Olympic officials worked out a deal with Los Angeles to host the Games in 2028, but at a time when the IOC is in need of a younger audience, it would have made more sense to let L.A. host sooner rather than later.

Monday’s deal between Los Angeles and the International Olympic Committee to give the city hosting rights for the 2028 Summer Games was not unexpected. L.A. and Paris both bid for the 2024 Games, but Paris became a favorite for the earlier slot. Los Angeles reportedly sought concessions before it agreed to wait four more years—the deal with the IOC included $1.8 billion, part of which will be paid in advance to increase participation in youth sports in L.A.

Just days before the decision, Mayor of L.A. Eric Garcetti said in an interview with BuzzFeed that L.A. has always been good for “rebooting” the Olympic brand. It sounded like a last-ditch case for L.A.’s hosting sooner rather than later.

And he’s right: L.A. would have been the better host for the Summer Games in 2024. Unlike Paris, it’s geared in exactly the direction that the IOC wants—and needs—to go: toward young people. The IOC has stated that it wants to attract this demographic. It added karate, sport climbing and three-on-three basketball to the Tokyo Games in 2020, and it started an Olympic Channel to connect with audiences on social media.

Los Angeles represents the excitement of these new additions. It’s a young city with an Olympic bid that the evaluation committee called “dynamic and futuristic” in its final report last month. The city will host events in existing facilities like the Coliseum and the Rose Bowl, which played host to the financially successful 1984 Games. The report also praised the bid for integrating cycling races and the marathon throughout the city in order to maximize the number of spectators.
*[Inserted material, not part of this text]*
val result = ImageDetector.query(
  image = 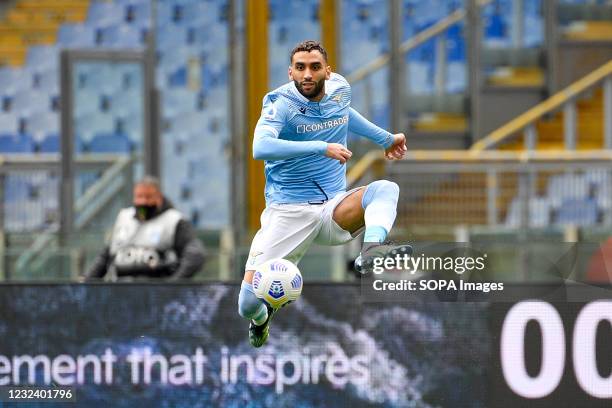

This is a stark difference from Paris, which presented a bid the committee saw as heritage-focused, calling it “historic, cultural and iconic.” Paris wants to turn the River Seine, which snakes past icons like the Eiffel Tower and Notre Dame, into its own Olympic Park. The Seine, though, is currently too dirty to hold open-water events. Paris mayor Anne Hidalgo pledged in 2015 that the Seine would be swimmable by 2024. But it’s unclear if that goal will be met in time, considering a previous mayor’s vow in 1988 to clean the river by 1994 was never fulfilled.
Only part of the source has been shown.